PIP-XX: Revision of Social Escrow Expiry Claims
Abstract
This proposal aims to revise the current Social Escrow distribution method to remove epoch rewards expiry from the next epoch onwards.
With this change, the Governance Committee will be able to verify and produce the distribution files again during the grace period, ensuring a timely distribution of rewards. Additionally, this is a strong first step towards the decentralization and automation of the verification and distribution process of Social Escrow rewards.
Review
When the current Social Escrow distribution system was established, a Grace Period of a week was set to allow the Governance Committee to calculate, verify, and potentially contest the epoch distribution.
While the Grace Period worked as expected during the first six epochs, the start of expiring claims introduced an additional constraint that affected the epoch distribution calculation. The fact that a user can claim their previous epochs accumulated rewards during the grace period makes it nonviable to calculate and verify them until the end of the grace period, as the rewards balance would have to be recalculated again.
The narrowing of the calculation period from one week to within the day of distribution is far from ideal, as this period has to include calculations, data verification, validation, and signature collection. Thus, delays in each epoch of reward distributions become inevitable. This also magnifies the risk of distribution errors and calculations, leading to potential loss of funds.
Adding numbers to it, since the start of PSP 2.0 and until Epoch 11 (the last epoch with reward expires at the moment of writing), less than 3% of the ETH distributed was not claimed (19.47 ETH unclaimed from 665.92 ETH distributed). The average unclaimed ETH over total ETH distributed was higher during the first 3 epochs (3.9%) but decreased during the following 8 epochs as the PSP 2.0 system consolidated, multichain staking was released, and stakers got used to the claiming process reaching 2.2%.
Following this analysis, we believe the costs of delayed and potential errors with fund loss in distributions significantly outweigh the ETH that can be claimed back. Removing the epoch expiry can serve as a key first step to facilitate the distribution and unlock higher degrees of composability and automation.
Goals
- Remove the epoch rewards expiry, which is currently set to 6 epochs.

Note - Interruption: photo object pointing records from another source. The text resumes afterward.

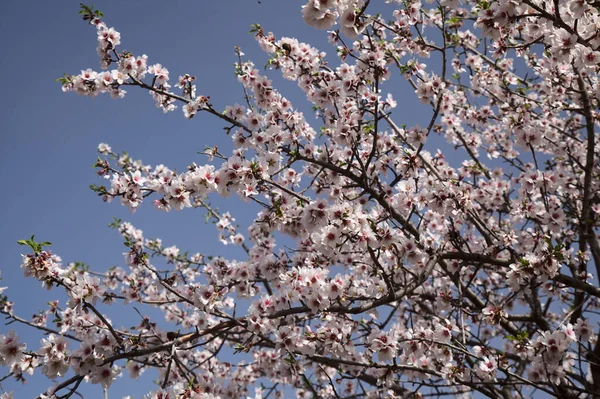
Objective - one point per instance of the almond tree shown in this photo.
(407, 276)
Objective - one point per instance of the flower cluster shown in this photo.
(376, 260)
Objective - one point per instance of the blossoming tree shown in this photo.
(397, 273)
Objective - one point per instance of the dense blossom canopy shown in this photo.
(407, 274)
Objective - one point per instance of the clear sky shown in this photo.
(49, 139)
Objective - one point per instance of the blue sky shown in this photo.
(49, 139)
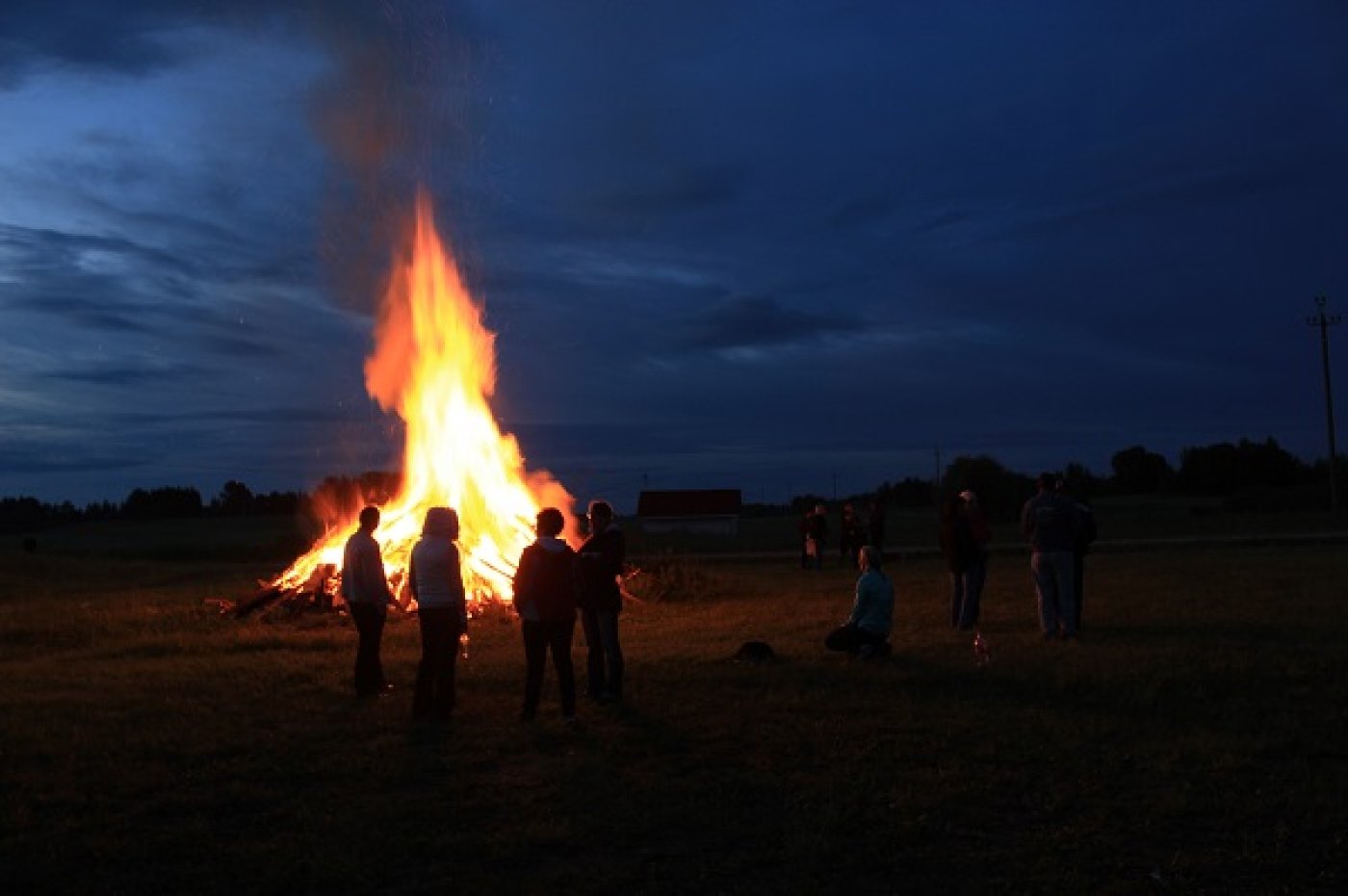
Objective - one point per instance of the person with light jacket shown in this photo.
(867, 628)
(437, 583)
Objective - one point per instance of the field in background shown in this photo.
(1192, 741)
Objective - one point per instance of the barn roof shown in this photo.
(689, 502)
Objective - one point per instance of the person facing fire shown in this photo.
(366, 590)
(602, 600)
(545, 599)
(867, 628)
(437, 582)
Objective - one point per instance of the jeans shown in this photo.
(434, 694)
(1053, 575)
(604, 660)
(967, 593)
(538, 639)
(370, 627)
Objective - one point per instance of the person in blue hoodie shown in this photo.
(545, 599)
(437, 582)
(867, 628)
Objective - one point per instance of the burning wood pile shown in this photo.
(434, 366)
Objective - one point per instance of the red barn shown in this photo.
(694, 511)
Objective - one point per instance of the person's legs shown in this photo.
(1065, 563)
(559, 640)
(370, 629)
(607, 623)
(435, 673)
(535, 649)
(1045, 589)
(1078, 581)
(959, 593)
(595, 683)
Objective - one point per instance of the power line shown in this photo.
(1324, 322)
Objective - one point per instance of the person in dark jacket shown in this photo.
(1049, 522)
(545, 599)
(602, 600)
(961, 556)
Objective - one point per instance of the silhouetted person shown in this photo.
(1081, 546)
(817, 536)
(961, 555)
(367, 595)
(437, 582)
(1049, 523)
(867, 628)
(875, 525)
(602, 602)
(851, 536)
(545, 599)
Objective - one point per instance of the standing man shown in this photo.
(368, 596)
(1049, 523)
(1081, 545)
(602, 600)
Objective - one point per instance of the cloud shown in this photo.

- Incentivise participation from new/small stakers initially limited by the 6 epoch expiry times
- Eliminate the post-distribution verification required for expired claims, allowing for complete calculation, verification, and signature collection throughout the Grace Period
- Prepare for the transition to a more automated distribution system
- Facilitate the composability of PSP staking into other DeFi products (eg. Interest Rate derivatives, auto-compounders)
Means
The change does not require any additional development resources from the DAO.
Implementation Overview
The proposal will alter the way future distribution Merkle roots are generated, resulting in no expirations from all future distributions.